Evaluating input strategies and algorithms
At each step of an RL episode, the agent algorithm chooses the action by
taking an observation snapshot as input. There are many possible
observation data formats that can be sent to the agent. For example,
bulk measurements could be made by impedimetric (Agilent, Xcelligence)
or permittivity-based sensors (Skroot Lab Inc). Real time imaging
systems (Sartorius Incucyte) coupled to Artificial Intelligence (AI)
empowered cell classification tools can specify and quantify cell types
based on morphology . Those tools can be used to count naïve and
activated cells along with other cell properties such as age and
robustness. Other data such as time elapsed, quantity of beads in the
system and action history can be obtained from the system itself. All
the data can be input in the form of a list of measured values to the
agent. This method is termed the tabular method in this work (Figure 3).

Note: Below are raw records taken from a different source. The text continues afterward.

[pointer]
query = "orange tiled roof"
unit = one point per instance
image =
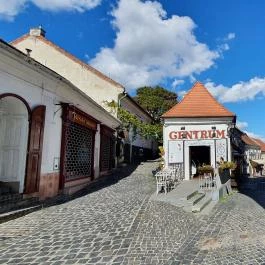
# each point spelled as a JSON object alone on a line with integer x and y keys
{"x": 198, "y": 102}
{"x": 260, "y": 143}
{"x": 248, "y": 140}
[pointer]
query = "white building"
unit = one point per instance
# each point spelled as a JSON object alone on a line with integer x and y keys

Another possible observation format can be in the form of image,
obtained from high precision microscopy. In this work we also try to
observe if a three-channel image of the simulation environment like
Figure 2c alone is enough to provide the agent with enough information
to adequately train (Figure 3). The third input format tested is the
fusion between the above two, where both tabular and image information
are provided to the agent (Figure 3). Here we refer to each agent in
‘algorithm-input’ format, for example PPO-image refers agent trained
with PPO algorithm on image data. The aim of this analysis is to
demonstrate how agent training depends on algorithms and input schemes.

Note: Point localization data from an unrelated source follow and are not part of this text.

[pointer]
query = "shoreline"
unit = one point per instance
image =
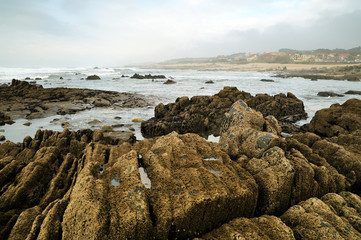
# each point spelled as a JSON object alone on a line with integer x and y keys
{"x": 261, "y": 67}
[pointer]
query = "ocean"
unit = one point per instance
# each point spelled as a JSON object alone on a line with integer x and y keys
{"x": 188, "y": 83}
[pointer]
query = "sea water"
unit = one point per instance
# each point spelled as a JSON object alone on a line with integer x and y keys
{"x": 188, "y": 83}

The reward the agent gets at the end of each episode is the episodic
reward and at each point we plot another point averaging all previous
episodic rewards (average reward shown in red in Figure 3). The rising
trend of the average reward in the beginning indicates the agent is
learning and constantly obtaining a better strategy whereas flattening
of the average reward indicates that the agent has settled for an
optimized strategy (see PPO-tabular and DQN-tabular input in Figure 3).